If you didn’t work with your current medium of art, which one would you practice?
Definitely, photography. It gives me the opportunity to see things that I likely wouldn’t see with the naked eye. I also love the idea of capturing a moment in time or in my case – movement, as I am really interested in dance. For a while, I did pursue it as a hobby – and at times I still do. It’s become an important part of my practice as a painter. I often photograph dancers – to the end of using those images for my paintings.
Which city has been your greatest inspiration?

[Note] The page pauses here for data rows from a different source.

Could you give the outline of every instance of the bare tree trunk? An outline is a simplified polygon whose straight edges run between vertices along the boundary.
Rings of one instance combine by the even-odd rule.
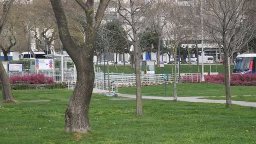
[[[197,66],[197,73],[200,72],[200,69],[199,68],[199,51],[198,50],[198,46],[197,46],[197,43],[196,44],[196,65]]]
[[[118,57],[118,53],[115,53],[115,63],[117,63],[116,64],[117,64],[118,63],[118,61],[117,61],[117,57]]]
[[[65,112],[65,129],[67,131],[86,133],[91,129],[89,109],[95,74],[92,57],[79,55],[79,61],[75,62],[77,83]]]
[[[225,69],[225,86],[226,88],[226,107],[231,107],[231,97],[230,92],[230,74],[229,70],[229,56],[224,54],[224,65]]]
[[[124,62],[124,66],[125,67],[125,59],[124,54],[125,54],[124,52],[123,52],[123,61]]]
[[[131,53],[131,67],[133,69],[133,65],[134,65],[134,54]]]
[[[115,54],[116,55],[116,58],[115,58],[115,58],[114,58],[114,67],[115,67],[115,70],[118,70],[117,68],[117,53]]]
[[[156,60],[158,63],[158,67],[160,67],[160,49],[161,49],[161,39],[160,37],[159,37],[158,38],[158,56],[156,57]]]
[[[16,103],[18,102],[14,98],[11,93],[11,87],[9,81],[9,78],[6,73],[5,70],[0,59],[0,80],[2,82],[3,95],[3,103]]]
[[[2,34],[3,27],[7,19],[9,10],[14,0],[6,1],[4,2],[3,13],[0,20],[0,34]],[[16,103],[11,93],[11,87],[9,81],[9,77],[3,67],[3,63],[0,58],[0,80],[2,82],[3,103]]]
[[[107,63],[107,70],[108,71],[108,94],[110,93],[110,77],[109,77],[109,64]]]
[[[27,46],[28,49],[30,50],[30,53],[32,55],[33,58],[36,58],[36,55],[34,54],[34,52],[31,49],[31,41],[30,39],[30,32],[28,32],[26,35],[26,40],[27,40]]]
[[[173,101],[177,101],[178,100],[177,99],[177,44],[175,44],[174,46],[174,50],[173,53],[174,55],[174,81],[173,83]]]
[[[137,34],[133,34],[136,39],[137,39]],[[138,41],[135,43],[135,75],[136,77],[136,114],[137,116],[142,116],[142,101],[141,87],[141,48],[139,46]]]
[[[100,26],[109,0],[101,1],[95,16],[94,1],[75,1],[84,9],[86,21],[86,40],[82,47],[72,39],[67,20],[61,0],[51,0],[57,21],[60,38],[70,56],[77,71],[75,89],[65,112],[66,131],[87,133],[91,129],[89,109],[94,87],[94,52],[96,47],[97,31]]]
[[[9,59],[8,59],[8,52],[9,52],[9,51],[5,51],[5,50],[4,50],[4,49],[2,49],[2,51],[3,52],[3,53],[4,55],[4,61],[9,61]]]

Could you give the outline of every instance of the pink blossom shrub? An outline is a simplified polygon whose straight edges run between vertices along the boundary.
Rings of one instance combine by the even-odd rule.
[[[53,77],[44,76],[43,74],[31,74],[24,76],[14,76],[10,77],[9,80],[11,84],[52,84],[54,83]]]
[[[205,76],[206,82],[225,85],[225,76],[223,75]],[[232,75],[231,86],[256,86],[256,74]]]

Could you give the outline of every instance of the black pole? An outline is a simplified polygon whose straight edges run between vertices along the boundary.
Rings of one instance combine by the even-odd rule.
[[[164,59],[164,57],[163,57],[163,55],[162,55],[162,44],[161,44],[161,54],[162,54],[162,62],[164,61],[163,59]],[[162,69],[162,75],[164,74],[164,70],[162,69],[162,67],[161,67],[161,69]]]
[[[104,51],[104,88],[106,87],[106,52],[105,49],[103,49]]]
[[[166,88],[166,80],[165,80],[165,96],[166,97],[167,94],[166,94],[166,91],[167,91],[167,88]]]
[[[179,83],[181,82],[181,45],[179,46]]]

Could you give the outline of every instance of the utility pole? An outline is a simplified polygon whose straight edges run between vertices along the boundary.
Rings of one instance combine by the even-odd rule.
[[[205,76],[203,76],[203,57],[205,55],[205,52],[203,51],[203,3],[202,1],[201,1],[201,44],[202,44],[202,51],[201,51],[201,57],[202,57],[202,79],[201,81],[205,81]]]

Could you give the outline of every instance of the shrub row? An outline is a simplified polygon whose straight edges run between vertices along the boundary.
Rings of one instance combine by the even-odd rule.
[[[9,78],[11,84],[53,84],[53,77],[44,76],[43,74],[26,75],[24,76],[14,76]]]
[[[205,81],[225,85],[225,76],[209,75],[205,77]],[[256,86],[256,74],[232,75],[231,76],[231,86]]]
[[[15,90],[23,89],[55,89],[55,88],[66,88],[66,84],[61,83],[56,83],[53,84],[12,84],[11,89]],[[0,85],[0,89],[2,89],[2,85]]]

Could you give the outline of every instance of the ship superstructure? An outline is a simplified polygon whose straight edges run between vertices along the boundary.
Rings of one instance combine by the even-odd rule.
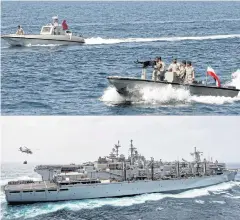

I would say New York has been my greatest inspiration, primarily because it’s where a lot of the ideas in my practice were born. New York is rich with art and culture in many forms – it feels like THE place to pursue a creative career – whether that’s visual art, dance, theatre or film. There’s so much talent on display here, so there’s always something out there to spark creativity. At the same time, I’m constantly thinking about my experience growing up in Jamaica, compared to my experience living in New York as an adult. Both experiences have really shaped me as a person, which in turn, has shaped the ideas in my art practice.
What have you learned about yourself as your work has evolved?
My work portrays black figures as individuals who exist and perform for themselves, who embrace their identities and rarely acknowledge the viewer’s gaze. It explores the shapes we create with our bodies and how this is perceived, by juxtaposing representations of these figures against or in the context of various, usually white, backgrounds and spaces. That said, through my work, as it has evolved, I have learned a lot– and I’m still learning– about my identity. I didn’t think about race growing up as much as I do now. Exploring these ideas in my paintings have helped me to unpack the complex reality of being a minority, specifically being black, and how that manifests itself in different contexts.